“It’s not an organisation that wants to stand still” – D&AD’s new CEO Patrick Burgoyne

The former editor of Creative Review will replace current CEO Tim Lindsay in December, and has plans to continue the organisation’s mission in diversity.

Patrick Burgoyne

Design and Art Direction (D&AD) has announced the appointment of Patrick Burgoyne as the charity’s new CEO, replacing current head Tim Lindsay. The news follows the recent announcement of Kate Stanners as D&AD’s new president.

Burgoyne became a trustee for D&AD at the beginning of the year, after a 20-year career as the editor of Creative Review. There he oversaw numerous changes to the publication, including switching the publication from monthly to bi-monthly, and the implementation of a successful subscription service.

“The core of D&AD”

At the head of D&AD, Burgoyne intends to continue the organisation’s mission towards a fairer and more diverse industry. “It’s a really exciting time to be joining, because D&AD is in a really good place,” he says, reflecting on the organisation as he will inherit it. “It’s not an organisation that in any way wants to stand still.”

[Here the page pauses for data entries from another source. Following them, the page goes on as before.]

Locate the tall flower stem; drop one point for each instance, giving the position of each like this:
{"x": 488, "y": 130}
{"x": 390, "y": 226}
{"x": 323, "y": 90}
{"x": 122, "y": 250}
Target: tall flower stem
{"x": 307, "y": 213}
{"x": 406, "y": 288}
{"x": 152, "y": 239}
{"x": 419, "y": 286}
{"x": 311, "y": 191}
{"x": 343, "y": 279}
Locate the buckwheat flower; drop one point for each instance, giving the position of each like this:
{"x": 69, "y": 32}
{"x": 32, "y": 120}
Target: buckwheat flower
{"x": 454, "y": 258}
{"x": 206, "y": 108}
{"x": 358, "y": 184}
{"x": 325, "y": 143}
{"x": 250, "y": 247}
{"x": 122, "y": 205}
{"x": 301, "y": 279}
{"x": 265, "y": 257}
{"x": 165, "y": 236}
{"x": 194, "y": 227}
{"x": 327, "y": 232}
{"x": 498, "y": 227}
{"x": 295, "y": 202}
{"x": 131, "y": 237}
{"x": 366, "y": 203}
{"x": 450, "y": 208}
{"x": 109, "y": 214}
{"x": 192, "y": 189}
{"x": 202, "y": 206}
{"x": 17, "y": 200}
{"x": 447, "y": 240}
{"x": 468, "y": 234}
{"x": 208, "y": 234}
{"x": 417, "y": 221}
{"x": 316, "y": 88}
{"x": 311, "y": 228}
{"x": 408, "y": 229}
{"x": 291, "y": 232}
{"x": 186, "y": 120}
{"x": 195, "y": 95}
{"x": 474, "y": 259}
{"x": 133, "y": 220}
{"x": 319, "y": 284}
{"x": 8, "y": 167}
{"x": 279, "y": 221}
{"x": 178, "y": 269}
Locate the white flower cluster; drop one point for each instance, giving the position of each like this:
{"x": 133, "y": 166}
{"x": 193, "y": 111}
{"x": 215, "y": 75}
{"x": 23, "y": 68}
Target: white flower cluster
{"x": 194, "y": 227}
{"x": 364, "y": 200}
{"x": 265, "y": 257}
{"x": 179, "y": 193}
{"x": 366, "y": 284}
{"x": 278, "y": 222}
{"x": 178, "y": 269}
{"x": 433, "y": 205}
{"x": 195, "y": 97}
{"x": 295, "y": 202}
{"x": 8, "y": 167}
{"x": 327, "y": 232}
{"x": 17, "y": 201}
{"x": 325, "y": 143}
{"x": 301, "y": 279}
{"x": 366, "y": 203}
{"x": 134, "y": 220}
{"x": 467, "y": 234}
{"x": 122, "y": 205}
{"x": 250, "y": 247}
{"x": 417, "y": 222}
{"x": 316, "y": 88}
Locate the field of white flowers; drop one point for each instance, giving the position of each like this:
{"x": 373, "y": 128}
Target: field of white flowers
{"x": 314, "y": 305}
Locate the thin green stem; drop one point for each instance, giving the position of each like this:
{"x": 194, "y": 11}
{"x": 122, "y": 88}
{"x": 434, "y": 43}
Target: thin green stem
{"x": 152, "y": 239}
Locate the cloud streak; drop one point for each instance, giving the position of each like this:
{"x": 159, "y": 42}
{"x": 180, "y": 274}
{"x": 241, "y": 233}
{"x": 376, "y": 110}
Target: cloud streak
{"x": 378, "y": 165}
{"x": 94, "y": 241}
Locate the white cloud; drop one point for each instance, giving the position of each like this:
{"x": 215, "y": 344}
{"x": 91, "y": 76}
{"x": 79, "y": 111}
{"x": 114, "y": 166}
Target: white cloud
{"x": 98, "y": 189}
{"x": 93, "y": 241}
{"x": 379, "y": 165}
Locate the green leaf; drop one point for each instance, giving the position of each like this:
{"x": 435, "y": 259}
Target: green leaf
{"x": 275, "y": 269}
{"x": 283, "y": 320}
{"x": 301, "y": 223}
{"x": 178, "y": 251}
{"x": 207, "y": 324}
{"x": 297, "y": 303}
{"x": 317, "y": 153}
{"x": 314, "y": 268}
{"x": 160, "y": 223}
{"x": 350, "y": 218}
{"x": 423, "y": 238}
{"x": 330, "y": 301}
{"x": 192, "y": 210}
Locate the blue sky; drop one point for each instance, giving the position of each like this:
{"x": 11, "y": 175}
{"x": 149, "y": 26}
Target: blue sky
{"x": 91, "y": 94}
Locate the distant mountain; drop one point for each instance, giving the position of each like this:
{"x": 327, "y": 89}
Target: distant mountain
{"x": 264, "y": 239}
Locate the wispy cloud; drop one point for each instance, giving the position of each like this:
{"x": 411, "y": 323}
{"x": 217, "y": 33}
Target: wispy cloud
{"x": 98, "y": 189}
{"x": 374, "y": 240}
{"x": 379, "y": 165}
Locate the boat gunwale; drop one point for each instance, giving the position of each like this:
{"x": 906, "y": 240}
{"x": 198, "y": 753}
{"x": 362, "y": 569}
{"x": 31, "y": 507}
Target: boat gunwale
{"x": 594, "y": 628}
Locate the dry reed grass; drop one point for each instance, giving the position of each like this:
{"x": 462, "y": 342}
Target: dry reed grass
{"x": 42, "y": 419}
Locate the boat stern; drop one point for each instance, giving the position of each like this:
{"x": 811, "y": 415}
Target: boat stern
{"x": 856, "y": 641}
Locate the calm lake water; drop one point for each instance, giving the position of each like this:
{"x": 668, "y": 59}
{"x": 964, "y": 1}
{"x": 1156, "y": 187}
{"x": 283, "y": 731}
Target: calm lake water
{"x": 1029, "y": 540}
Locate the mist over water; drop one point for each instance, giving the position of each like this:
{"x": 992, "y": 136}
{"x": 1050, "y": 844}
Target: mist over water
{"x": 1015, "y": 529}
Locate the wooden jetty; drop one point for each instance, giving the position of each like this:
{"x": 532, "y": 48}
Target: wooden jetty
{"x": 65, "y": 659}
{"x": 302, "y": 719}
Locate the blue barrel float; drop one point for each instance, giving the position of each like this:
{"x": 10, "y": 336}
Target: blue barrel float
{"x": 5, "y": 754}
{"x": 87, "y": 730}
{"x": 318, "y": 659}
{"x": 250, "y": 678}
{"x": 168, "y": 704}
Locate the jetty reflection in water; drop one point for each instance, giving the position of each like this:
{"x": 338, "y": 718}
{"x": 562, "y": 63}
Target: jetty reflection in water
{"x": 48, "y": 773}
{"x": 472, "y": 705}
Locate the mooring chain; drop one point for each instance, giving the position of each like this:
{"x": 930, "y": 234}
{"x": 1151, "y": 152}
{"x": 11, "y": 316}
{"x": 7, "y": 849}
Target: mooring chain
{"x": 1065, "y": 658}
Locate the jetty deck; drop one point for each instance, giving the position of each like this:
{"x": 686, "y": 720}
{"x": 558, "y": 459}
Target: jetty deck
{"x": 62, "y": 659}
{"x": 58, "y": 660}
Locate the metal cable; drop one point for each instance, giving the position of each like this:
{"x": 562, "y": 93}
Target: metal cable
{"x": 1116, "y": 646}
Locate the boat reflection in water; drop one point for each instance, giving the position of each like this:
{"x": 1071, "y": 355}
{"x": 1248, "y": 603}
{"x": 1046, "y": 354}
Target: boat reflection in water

Since the beginning of the year D&AD has been conducting a strategic review of its operations, the following up of which will be a big part of his new role, Burgoyne says. “We absolutely must help the design community, because that’s the core of what D&AD is,” he adds.

Opening dialogues with the industry at all levels is a top priority. “What we know the design community likes is more opportunities to meet and hear from their peers in the industry,” he says.

“Filling the gap”

Part of Burgoyne’s work will be in the continued support for D&AD’s education programmes, particularly for its youth course Shift. The course is operated as a night school for young people who haven’t pursued a career in design at university.

“There’s a huge community of young people who are absolutely creative and have huge potential, and for one reason or another don’t see a way to make a living out of their skills and talent,” says Burgoyne. “And it’s a core part of what D&AD are here to do – give those people a way into the creative industries. [Shift] is a fantastic programme that really fills a gap and not enough people know about it, so I really want to bang the drum on that.”

Beyond this, Burgoyne says he is keen to continue support for developing areas in design. “The work has already started on this, but we want to be looking at where the really exciting work is, the work that is really impacting people’s lives.” He points to a sharper focus being placed on digital product and service design and the growing number of inhouse company designers.

“A constant partner”

All of these projects will be approached with the lessons and experience Burgoyne brings from his previous roles. “Coming from my background [at Creative Review], I see the value in continual engagement and making D&AD a constant presence in people’s lives,” he says.

According to Burgoyne, the organisation’s engagement with emerging designers, and those well established in their career is high, but that those in the middle can sometimes “drop off”. A constant presence is therefore designed to fix this.

He says: “The idea is to be this constant partner throughout your career whatever stage you’re at, we will be there to support you and help you on your journey.”